Commercial pentaBDE is most commonly used as a flame retardant in flexible polyurethane foam; it was also used in printed circuit boards in Asia, and in other applications. The annual demand worldwide was estimated as 7,500 tonnes in 2001, of which the Americas accounted for 7,100 tonnes, Europe 150 tonnes, and Asia 150 tonnes. The global industrial demand increased from 4,000 tonnes annually in 1991 to 8,500 tonnes annually in 1999. As of 2007, "there should be no current production of C-PentaBDE [commercial pentaBDE] in Europe, Japan, Canada, Australia and the US"; however, it is possible that production continues elsewhere in the world.

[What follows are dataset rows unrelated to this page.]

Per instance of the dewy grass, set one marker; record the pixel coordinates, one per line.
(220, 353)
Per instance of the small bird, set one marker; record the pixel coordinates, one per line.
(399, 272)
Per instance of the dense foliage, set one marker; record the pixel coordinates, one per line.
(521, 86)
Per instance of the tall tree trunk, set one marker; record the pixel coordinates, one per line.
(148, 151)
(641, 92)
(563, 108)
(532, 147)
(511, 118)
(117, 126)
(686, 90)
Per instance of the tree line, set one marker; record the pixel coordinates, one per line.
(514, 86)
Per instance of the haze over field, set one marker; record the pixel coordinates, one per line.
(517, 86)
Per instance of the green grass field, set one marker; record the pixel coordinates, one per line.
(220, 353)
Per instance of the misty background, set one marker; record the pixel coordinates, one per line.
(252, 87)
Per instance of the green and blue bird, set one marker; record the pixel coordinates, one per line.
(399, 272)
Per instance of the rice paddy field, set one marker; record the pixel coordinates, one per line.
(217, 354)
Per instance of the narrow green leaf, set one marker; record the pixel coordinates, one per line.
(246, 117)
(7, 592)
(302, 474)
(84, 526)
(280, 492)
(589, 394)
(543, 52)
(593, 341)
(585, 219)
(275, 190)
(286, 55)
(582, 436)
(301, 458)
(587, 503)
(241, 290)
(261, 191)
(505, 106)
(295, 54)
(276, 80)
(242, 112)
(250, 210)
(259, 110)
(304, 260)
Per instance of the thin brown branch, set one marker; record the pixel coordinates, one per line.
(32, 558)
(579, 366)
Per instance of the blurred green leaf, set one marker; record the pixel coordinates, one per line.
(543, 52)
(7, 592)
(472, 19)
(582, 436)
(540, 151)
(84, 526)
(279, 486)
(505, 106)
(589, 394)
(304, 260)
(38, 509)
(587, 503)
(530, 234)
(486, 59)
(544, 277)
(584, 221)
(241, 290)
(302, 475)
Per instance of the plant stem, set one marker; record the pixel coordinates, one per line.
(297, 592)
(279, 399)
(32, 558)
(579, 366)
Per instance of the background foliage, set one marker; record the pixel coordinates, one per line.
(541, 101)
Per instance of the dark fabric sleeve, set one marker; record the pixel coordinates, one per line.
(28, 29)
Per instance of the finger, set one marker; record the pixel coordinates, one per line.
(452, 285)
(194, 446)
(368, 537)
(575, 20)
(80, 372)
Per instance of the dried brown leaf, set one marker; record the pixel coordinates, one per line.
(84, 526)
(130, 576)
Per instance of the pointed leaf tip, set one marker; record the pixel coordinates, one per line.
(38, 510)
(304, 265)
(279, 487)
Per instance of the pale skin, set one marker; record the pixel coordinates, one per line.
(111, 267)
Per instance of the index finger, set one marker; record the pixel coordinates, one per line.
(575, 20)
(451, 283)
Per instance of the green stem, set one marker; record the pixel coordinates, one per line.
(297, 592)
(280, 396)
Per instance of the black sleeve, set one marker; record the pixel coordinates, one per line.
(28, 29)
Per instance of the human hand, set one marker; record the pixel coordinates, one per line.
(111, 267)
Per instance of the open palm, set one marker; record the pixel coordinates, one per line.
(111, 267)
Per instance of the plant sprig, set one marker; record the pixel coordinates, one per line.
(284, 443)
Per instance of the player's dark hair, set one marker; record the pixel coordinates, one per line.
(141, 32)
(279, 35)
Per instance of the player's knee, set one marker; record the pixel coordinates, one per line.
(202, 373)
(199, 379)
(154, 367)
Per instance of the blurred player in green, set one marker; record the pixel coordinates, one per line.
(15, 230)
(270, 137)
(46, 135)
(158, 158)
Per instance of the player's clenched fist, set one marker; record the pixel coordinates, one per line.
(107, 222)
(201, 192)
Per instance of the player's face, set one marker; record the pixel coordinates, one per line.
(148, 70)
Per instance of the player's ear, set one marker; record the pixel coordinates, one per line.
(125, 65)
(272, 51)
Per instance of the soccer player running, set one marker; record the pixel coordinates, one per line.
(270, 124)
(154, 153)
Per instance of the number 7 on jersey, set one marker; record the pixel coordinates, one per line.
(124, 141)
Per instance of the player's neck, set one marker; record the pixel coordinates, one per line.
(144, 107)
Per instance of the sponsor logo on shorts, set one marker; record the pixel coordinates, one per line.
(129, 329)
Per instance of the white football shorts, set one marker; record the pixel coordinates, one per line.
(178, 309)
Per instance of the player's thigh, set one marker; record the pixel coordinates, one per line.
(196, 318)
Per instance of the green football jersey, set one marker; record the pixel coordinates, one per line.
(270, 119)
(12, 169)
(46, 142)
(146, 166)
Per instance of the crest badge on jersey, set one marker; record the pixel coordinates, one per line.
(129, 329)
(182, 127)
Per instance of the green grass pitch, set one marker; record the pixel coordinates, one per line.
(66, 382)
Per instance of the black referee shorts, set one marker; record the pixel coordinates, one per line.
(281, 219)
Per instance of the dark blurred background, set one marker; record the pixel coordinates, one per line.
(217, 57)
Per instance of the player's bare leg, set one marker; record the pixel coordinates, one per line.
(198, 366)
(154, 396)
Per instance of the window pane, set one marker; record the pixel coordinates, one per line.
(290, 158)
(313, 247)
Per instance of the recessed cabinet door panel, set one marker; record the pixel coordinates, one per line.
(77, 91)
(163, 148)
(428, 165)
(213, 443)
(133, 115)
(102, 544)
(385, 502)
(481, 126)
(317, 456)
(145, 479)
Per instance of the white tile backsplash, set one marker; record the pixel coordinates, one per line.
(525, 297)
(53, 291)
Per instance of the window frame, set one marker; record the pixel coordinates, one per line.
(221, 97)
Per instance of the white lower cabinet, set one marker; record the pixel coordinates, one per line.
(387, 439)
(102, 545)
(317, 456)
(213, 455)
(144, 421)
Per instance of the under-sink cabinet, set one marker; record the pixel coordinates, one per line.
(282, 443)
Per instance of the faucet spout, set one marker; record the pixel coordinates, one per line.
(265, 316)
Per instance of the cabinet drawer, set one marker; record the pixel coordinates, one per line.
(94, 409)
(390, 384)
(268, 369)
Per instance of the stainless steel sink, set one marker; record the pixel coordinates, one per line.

==Environmental chemistry==
PentaBDE is released by different processes into the environment, such as emissions from manufacture of pentaBDE-containing products and from the products themselves. Elevated concentrations can be found in air, water, soil, food, sediment, sludge, and dust.

==Exposures and health effects==

PentaBDE may enter the body by ingestion or inhalation. It is "stored mainly in body fat" and may stay in the body for years. A 2007 study found that PBDE 47 (a tetraBDE) and PBDE 99 (a pentaBDE) had biomagnification factors in terrestrial carnivores and humans of 98, higher than any other industrial chemicals studied. In an investigation carried out by the WWF, "the brominated flame retardant chemical (PBDE 153), which is a component of the penta- and octa- brominated diphenyl ether flame retardant products" was found in all blood samples of 14 ministers of health and environment of 13 European Union countries.

The chemical has no proven health effects in humans; however, based on animal experiments, pentaBDE may have effects on "the liver, thyroid, and neurobehavioral development."

==Voluntary and governmental actions==
In Germany, industrial users of pentaBDE "agreed to a voluntary phaseout in 1986." In Sweden, the government "phase[d] out the production and use of the [pentaBDE] compounds by 1999 and a total ban on imports came into effect within just a few years." The European Union (EU) has carried out a comprehensive risk assessment under the Existing Substances Regulation 793/93/EEC; as a consequence, the EU has banned the use of pentaBDE since 2004.

In the United States, as of 2005, "no new manufacture or import of" pentaBDE and octaBDE "can occur... without first being subject to EPA [i.e., United States Environmental Protection Agency ] evaluation." As of mid-2007, a total of eleven states in the U.S. had banned pentaBDE.

In May 2009, pentaBDE was added to the Stockholm Convention as it meets the criteria for the so-called persistent organic pollutants of persistence, bioaccumulation and toxicity.

==Alternatives==
The EPA organized a Furniture Flame Retardancy Partnership beginning in 2003 "to better understand fire safety options for the furniture industry" after pentaBDE "was voluntarily phased out of production by the sole U.S. manufacturer on December 31, 2004." In 2005 the Partnership published evaluations of alternatives to pentaBDE, including triphenyl phosphate, tribromoneopentyl alcohol, tris(1,3-dicholoro-2-propyl)phosphate, and 12 proprietary chemicals.